Most of the new and interesting NFL advanced stats coming out have their roots or at least some inspiration from the Big Data Bowl. The Big Data Bowl has been running in one form or another since 2019 and is the single best pipeline to enter the NFL as a data scientist bar none. Here at SumerSports we have several analysts who competed in the BDB since its inception.
If you’re on Twitter, and God help you if you are, you may have run across this tweet from former PFF and current 33rd Team contributor, podcaster, and analyst Sam Monson talking about the use and misuse of football data and the explosion of these new NFL advanced stats.
There is a lot of bad use of data flying around these days.
So many new data points, and a lot of them NOBODY has any idea what they’re actually useful for. https://t.co/hiX1QZPJaX
— Sam Monson (@SamMonsonNFL) September 11, 2024
Now, I don’t agree that no one has any idea what they’re actually useful for, but I do agree there is a lot of data misused on the internet and not necessarily in bad faith, though that happens. Sometimes people don’t know exactly what a data point or model is measuring, so they misattribute the results. So, let’s talk about modeling assumptions and what some of these models actually mean and when you should and shouldn’t use them.
The Nuance of ‘Expectation’
One of the most loaded terms in NFL advanced stats is expectation, what the heck does this mean? Well, every single metric that says expectation means something slightly different. In Expected Points Added the expected essentially means game state, in Completion Percentage Over Expectation it means degree of difficulty (kind of, more on that later) so it’s unsurprising this term causes confusion. Expected value essentially means the average value given your assumptions but those assumptions are not always obvious which is why this article is here.
What is Expected Points Added (EPA) and how to use it
EPA has been written about at length in many places and I won’t rehash all of its benefits or problems here. The easiest way to think about EPA is “yards with context.” You can use that context to do a lot of interesting analysis such as better define what success means on a particular play or down. Using EPA to define success rate simply means setting your success criteria to say “did we get closer or farther away from scoring points?” Nate Tice of yahoo does a great job talking about the interrelationship of EPA to success rate here:
What is rushing success rate?
– @Nate_Tice on the @YahooFantasy pod pic.twitter.com/lFEXqxUP3F
— Jacob Gibbs (@jagibbs_23) September 12, 2024
EPA is a great way of knowing how well your team is doing in a particular phase of a game and answering questions like “how good was the 49ers passing offense in 2023” and “which teams had positive rushing EPA last week?” It converts individual yardage into points using the context of field position so that we can have more informed conversations about how well teams are doing at both the college and NFL level.
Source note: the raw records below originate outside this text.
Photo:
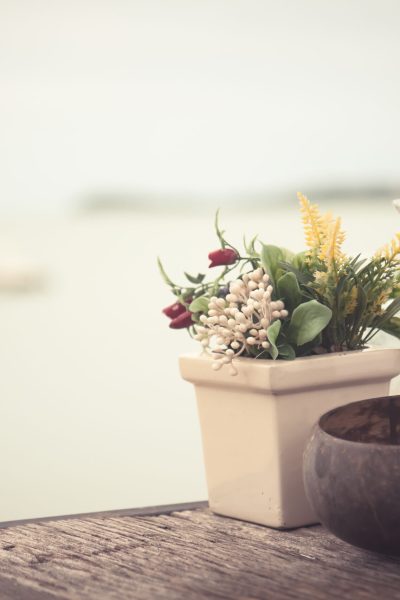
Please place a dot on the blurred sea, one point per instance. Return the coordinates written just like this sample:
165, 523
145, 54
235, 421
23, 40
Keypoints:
94, 413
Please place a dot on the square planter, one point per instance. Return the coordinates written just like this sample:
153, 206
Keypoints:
255, 425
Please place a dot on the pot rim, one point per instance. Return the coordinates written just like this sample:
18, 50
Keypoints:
372, 445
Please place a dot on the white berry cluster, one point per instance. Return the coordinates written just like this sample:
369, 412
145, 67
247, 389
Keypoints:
239, 322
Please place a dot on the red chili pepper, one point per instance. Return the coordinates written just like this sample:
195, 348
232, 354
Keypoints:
174, 310
223, 256
183, 321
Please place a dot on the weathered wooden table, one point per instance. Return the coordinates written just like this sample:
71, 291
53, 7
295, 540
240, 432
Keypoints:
184, 554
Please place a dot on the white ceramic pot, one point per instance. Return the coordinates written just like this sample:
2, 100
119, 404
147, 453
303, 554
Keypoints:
255, 425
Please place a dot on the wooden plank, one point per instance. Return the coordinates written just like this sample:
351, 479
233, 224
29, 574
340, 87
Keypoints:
187, 555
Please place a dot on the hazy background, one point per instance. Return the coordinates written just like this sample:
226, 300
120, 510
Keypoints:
124, 125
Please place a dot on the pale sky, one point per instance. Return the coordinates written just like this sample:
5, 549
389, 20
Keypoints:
198, 96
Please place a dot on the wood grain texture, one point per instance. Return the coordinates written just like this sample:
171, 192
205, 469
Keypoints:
186, 555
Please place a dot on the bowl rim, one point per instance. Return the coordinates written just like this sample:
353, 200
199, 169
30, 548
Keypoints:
366, 445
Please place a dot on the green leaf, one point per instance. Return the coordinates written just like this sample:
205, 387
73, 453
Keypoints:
199, 305
272, 333
198, 279
271, 259
163, 273
307, 321
392, 327
218, 230
286, 351
299, 261
289, 290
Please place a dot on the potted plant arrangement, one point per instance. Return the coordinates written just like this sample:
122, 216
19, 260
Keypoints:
285, 338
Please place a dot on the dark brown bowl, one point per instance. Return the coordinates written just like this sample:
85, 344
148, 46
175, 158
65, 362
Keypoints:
352, 473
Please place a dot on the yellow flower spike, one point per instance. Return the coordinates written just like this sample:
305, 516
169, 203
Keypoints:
312, 222
334, 237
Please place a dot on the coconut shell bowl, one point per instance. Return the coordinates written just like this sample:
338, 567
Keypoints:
352, 473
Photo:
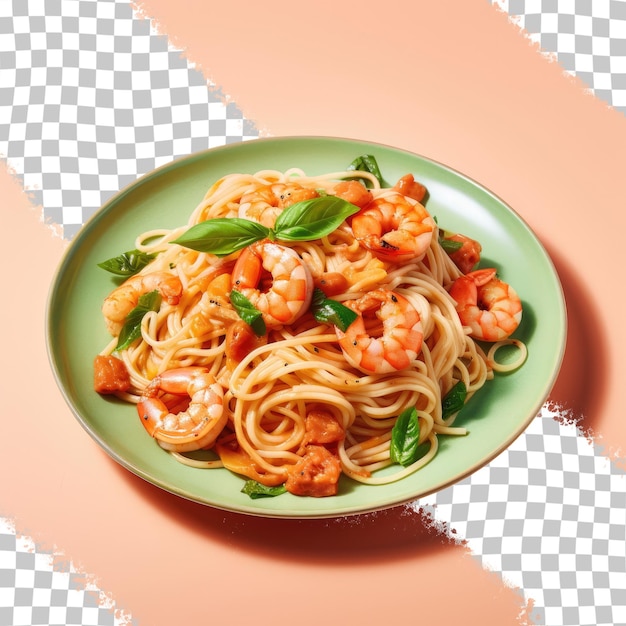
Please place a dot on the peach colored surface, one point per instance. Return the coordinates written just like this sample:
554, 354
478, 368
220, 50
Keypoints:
452, 80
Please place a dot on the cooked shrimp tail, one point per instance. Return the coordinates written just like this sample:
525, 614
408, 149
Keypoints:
194, 428
122, 300
401, 338
291, 289
489, 307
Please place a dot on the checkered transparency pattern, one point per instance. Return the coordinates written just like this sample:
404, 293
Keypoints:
586, 37
91, 97
549, 514
34, 591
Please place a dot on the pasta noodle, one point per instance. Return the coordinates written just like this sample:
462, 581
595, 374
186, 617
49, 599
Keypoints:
276, 385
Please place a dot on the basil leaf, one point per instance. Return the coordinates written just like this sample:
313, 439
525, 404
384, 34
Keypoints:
128, 263
256, 490
330, 311
131, 330
248, 312
367, 163
454, 400
222, 235
312, 219
405, 436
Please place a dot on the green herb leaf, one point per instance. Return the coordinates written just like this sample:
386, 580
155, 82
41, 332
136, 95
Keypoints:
131, 330
312, 219
330, 311
248, 312
256, 490
454, 400
367, 163
223, 235
127, 263
405, 436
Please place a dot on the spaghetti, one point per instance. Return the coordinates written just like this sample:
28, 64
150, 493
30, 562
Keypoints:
338, 355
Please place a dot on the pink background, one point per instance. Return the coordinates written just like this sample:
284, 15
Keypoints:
452, 80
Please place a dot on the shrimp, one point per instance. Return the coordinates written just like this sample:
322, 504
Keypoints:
408, 186
354, 192
488, 306
195, 428
122, 300
265, 203
401, 339
291, 290
394, 228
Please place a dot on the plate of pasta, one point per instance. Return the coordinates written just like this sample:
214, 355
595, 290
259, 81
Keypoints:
305, 327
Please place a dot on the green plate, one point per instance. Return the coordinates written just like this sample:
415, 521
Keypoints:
497, 415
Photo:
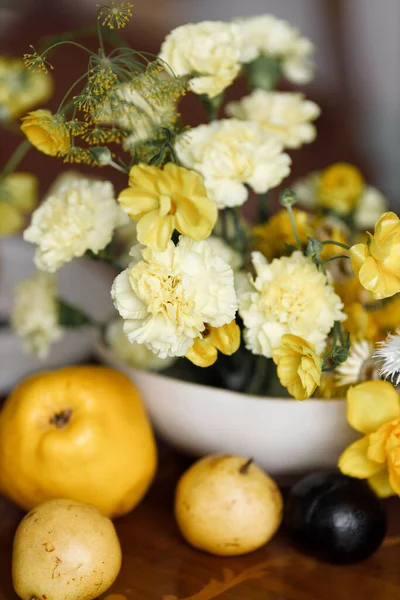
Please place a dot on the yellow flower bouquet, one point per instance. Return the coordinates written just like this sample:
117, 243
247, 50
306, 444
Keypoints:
294, 303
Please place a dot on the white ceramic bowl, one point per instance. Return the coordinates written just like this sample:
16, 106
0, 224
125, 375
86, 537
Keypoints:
84, 283
286, 437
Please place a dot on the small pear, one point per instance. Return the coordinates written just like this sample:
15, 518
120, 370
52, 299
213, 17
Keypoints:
226, 505
64, 550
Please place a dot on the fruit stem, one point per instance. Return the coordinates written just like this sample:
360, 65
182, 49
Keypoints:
60, 420
244, 468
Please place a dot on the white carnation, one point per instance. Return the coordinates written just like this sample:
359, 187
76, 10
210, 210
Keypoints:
80, 216
288, 295
370, 207
231, 153
166, 298
278, 39
134, 355
211, 52
34, 315
285, 114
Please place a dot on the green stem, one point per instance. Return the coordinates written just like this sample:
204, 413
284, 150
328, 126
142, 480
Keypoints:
335, 257
70, 90
15, 158
336, 244
67, 42
258, 379
293, 223
263, 207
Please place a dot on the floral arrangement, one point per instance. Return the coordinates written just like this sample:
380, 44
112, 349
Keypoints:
300, 301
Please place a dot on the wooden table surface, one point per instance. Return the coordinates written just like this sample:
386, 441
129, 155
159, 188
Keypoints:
159, 565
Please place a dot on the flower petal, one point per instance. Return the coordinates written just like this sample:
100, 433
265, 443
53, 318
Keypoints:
380, 483
372, 404
155, 231
354, 461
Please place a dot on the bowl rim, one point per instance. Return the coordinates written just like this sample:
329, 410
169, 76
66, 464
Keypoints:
102, 350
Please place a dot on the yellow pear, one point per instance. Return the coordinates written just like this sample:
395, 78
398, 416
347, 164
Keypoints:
226, 505
79, 432
64, 550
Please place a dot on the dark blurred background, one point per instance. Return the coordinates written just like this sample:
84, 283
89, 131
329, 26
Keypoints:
357, 82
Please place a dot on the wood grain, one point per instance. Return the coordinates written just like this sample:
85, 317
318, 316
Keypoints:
159, 565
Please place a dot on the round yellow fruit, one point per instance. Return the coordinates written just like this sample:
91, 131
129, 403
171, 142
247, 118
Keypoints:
81, 433
65, 550
226, 505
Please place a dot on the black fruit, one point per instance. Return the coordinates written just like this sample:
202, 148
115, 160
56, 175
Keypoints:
335, 517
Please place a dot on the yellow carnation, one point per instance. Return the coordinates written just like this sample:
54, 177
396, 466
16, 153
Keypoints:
299, 367
225, 339
377, 263
271, 237
340, 188
373, 408
162, 200
46, 132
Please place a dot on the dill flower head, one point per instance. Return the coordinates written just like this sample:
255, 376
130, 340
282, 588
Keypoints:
21, 90
81, 215
288, 295
117, 15
210, 52
388, 353
18, 196
167, 298
288, 115
47, 132
278, 39
230, 154
35, 313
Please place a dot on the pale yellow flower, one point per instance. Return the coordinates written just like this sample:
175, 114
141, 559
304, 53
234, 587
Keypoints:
225, 339
230, 154
340, 188
167, 298
299, 367
271, 237
373, 408
162, 200
81, 215
276, 38
377, 263
20, 89
288, 295
287, 115
132, 354
18, 196
210, 52
35, 313
47, 132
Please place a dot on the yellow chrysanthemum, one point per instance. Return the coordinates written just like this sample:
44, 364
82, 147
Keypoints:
271, 237
162, 200
377, 263
340, 188
225, 339
373, 408
21, 90
18, 196
299, 367
47, 132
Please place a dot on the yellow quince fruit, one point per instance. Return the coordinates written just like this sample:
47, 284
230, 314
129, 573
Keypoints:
80, 433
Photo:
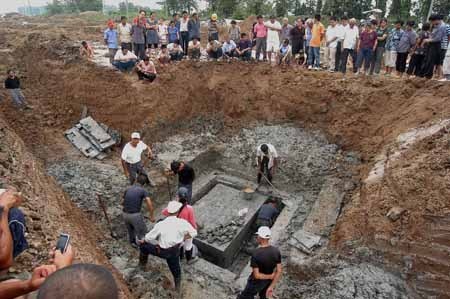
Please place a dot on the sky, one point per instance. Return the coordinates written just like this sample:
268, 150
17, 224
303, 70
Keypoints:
12, 5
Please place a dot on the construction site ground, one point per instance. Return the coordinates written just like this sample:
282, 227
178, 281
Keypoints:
354, 150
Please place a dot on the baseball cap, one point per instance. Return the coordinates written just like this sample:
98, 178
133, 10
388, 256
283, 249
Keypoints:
183, 192
264, 232
174, 206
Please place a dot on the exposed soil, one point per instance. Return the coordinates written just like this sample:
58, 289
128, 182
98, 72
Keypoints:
363, 115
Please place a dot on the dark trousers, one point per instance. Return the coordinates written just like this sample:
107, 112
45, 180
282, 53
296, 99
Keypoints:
176, 56
142, 76
338, 56
344, 59
400, 63
189, 188
134, 170
135, 226
415, 64
255, 287
171, 255
215, 54
184, 41
264, 169
139, 50
364, 56
432, 59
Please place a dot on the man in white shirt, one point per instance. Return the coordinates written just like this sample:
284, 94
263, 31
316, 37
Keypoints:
267, 161
351, 36
124, 60
132, 157
332, 38
228, 48
165, 240
273, 37
124, 31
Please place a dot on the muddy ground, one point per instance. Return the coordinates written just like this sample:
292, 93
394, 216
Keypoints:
350, 129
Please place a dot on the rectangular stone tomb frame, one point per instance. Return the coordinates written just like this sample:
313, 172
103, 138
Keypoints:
225, 218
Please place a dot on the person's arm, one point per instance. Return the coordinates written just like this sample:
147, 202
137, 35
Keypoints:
260, 276
275, 280
14, 289
150, 208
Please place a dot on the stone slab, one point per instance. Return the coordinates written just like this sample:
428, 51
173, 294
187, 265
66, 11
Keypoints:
217, 208
326, 209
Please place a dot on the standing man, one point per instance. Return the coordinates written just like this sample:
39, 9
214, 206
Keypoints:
186, 176
12, 83
382, 34
273, 38
317, 35
194, 27
332, 38
390, 57
111, 40
266, 266
234, 32
406, 43
351, 36
286, 30
132, 204
124, 31
138, 37
132, 157
267, 161
261, 37
184, 32
165, 240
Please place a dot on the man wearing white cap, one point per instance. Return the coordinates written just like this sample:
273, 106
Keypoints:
165, 240
132, 157
266, 266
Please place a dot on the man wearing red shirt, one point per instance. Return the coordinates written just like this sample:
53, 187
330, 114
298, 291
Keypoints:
261, 37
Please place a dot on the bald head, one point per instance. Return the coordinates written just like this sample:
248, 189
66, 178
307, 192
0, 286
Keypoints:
86, 281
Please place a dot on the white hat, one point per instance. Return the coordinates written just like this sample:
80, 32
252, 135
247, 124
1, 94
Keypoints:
264, 232
174, 206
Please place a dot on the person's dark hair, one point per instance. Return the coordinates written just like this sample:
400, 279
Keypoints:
174, 166
142, 179
87, 281
264, 148
426, 27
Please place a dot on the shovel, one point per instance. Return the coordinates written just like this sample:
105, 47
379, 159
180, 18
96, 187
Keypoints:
103, 207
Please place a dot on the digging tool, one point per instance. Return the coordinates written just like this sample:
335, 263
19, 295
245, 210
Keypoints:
103, 207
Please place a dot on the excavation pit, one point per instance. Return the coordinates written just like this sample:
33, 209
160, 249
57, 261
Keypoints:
225, 218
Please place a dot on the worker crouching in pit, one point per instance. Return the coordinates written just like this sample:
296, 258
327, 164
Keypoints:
166, 239
132, 157
186, 176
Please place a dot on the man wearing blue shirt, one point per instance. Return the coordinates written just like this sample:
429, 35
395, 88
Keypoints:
111, 37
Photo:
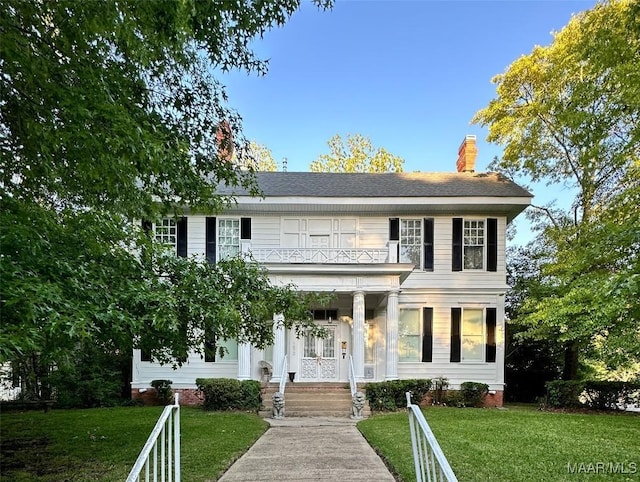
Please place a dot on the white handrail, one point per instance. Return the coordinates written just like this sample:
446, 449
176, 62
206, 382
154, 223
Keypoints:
352, 377
283, 376
166, 433
429, 460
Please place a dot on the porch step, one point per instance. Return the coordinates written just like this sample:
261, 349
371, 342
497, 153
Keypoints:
312, 400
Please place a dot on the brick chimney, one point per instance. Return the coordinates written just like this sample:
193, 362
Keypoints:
224, 141
467, 154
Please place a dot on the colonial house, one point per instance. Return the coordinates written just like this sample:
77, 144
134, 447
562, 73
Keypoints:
416, 262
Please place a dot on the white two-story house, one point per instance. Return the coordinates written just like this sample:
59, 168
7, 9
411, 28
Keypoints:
416, 262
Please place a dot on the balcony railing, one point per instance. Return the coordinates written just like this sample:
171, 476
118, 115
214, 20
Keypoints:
321, 255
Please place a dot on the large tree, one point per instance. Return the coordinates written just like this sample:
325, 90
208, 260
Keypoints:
110, 113
358, 155
568, 114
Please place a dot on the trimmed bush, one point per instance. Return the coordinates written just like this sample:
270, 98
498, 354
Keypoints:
473, 393
564, 393
610, 395
163, 390
229, 394
388, 396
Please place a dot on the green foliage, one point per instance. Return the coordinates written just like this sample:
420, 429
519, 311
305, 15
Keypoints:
230, 394
391, 395
473, 393
564, 393
163, 390
101, 444
611, 395
566, 114
439, 390
357, 156
110, 113
496, 445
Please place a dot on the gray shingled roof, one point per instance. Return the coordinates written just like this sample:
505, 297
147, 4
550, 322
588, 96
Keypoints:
415, 184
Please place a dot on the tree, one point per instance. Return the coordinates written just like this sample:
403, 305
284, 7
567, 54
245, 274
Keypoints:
357, 156
110, 114
568, 114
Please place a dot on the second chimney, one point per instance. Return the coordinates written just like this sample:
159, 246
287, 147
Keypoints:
467, 154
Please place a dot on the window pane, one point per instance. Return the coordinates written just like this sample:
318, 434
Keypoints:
409, 335
232, 347
472, 335
411, 241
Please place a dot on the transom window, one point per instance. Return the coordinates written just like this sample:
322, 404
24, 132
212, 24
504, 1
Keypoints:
228, 238
166, 231
472, 336
474, 241
411, 241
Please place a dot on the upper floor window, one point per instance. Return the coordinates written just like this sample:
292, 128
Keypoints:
166, 231
228, 238
414, 241
411, 241
474, 242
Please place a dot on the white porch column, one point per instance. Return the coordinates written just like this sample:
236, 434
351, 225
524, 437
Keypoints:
244, 361
278, 348
358, 335
392, 336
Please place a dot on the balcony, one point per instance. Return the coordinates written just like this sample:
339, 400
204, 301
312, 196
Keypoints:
322, 255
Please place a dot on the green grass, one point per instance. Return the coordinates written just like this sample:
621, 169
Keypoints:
517, 444
101, 445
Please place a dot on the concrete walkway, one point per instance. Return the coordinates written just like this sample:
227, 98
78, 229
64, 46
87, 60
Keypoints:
310, 448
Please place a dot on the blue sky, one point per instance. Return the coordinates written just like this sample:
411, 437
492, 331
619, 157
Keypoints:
409, 75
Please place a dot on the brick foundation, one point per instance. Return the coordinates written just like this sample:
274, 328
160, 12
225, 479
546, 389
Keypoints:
188, 396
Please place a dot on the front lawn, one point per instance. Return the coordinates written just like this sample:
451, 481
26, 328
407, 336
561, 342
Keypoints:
101, 445
516, 444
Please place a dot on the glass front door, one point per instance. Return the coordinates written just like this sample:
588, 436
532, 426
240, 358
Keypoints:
319, 357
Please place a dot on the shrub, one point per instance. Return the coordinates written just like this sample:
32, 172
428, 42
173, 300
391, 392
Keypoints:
163, 390
603, 395
230, 394
473, 393
564, 393
439, 391
383, 396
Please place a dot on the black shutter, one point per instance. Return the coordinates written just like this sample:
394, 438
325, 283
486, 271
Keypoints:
245, 228
492, 244
428, 244
456, 314
427, 334
210, 240
456, 251
491, 335
181, 231
394, 229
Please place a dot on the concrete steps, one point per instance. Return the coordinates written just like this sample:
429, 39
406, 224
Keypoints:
312, 400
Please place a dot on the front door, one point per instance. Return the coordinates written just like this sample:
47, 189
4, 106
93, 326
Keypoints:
319, 357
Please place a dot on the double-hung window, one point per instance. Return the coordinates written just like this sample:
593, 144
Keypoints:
473, 335
474, 242
166, 231
414, 241
411, 241
228, 238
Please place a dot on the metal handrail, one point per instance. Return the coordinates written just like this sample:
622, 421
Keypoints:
430, 462
352, 377
166, 436
283, 376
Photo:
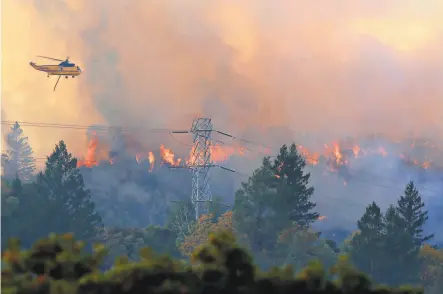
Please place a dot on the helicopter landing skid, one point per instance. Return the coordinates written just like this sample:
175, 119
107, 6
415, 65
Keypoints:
57, 82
If you’re curious about the history of EPA, Eric Eager (now of the Panthers) and I talked about the history of football analytics at the 2023 Sloan Sports Analytics Conference.
Where things go wrong is trying to assign EPA to individual players. When you try and then make a statement on player quality, especially QB, using EPA we very quickly run into trouble unless you’re willing to call the 2023 and 2022 MVPs the 13th and 14th best QBs in the league in 2023 respectively. And while several very smart people have tried to make adjustments to EPA to make it more usable as an individual metric there is simply too much uncertainty in the division of credit in public play by play data to make those metrics work well given publicly available data. Credit assignment in football at any level is difficult, but even more so when constrained by the limitations of public data and without integrating subject matter expertise. I won’t be so bold as to say it’s impossible, but given the complexities of football I would be extremely suspicious of EPA at the player level without substantial evidence that it’s meaningfully isolated player performance rather than an entire side of the ball or heavily capturing coach preferences. I also accept the profound irony of me making these statements given that we have EPA listed by player on our website.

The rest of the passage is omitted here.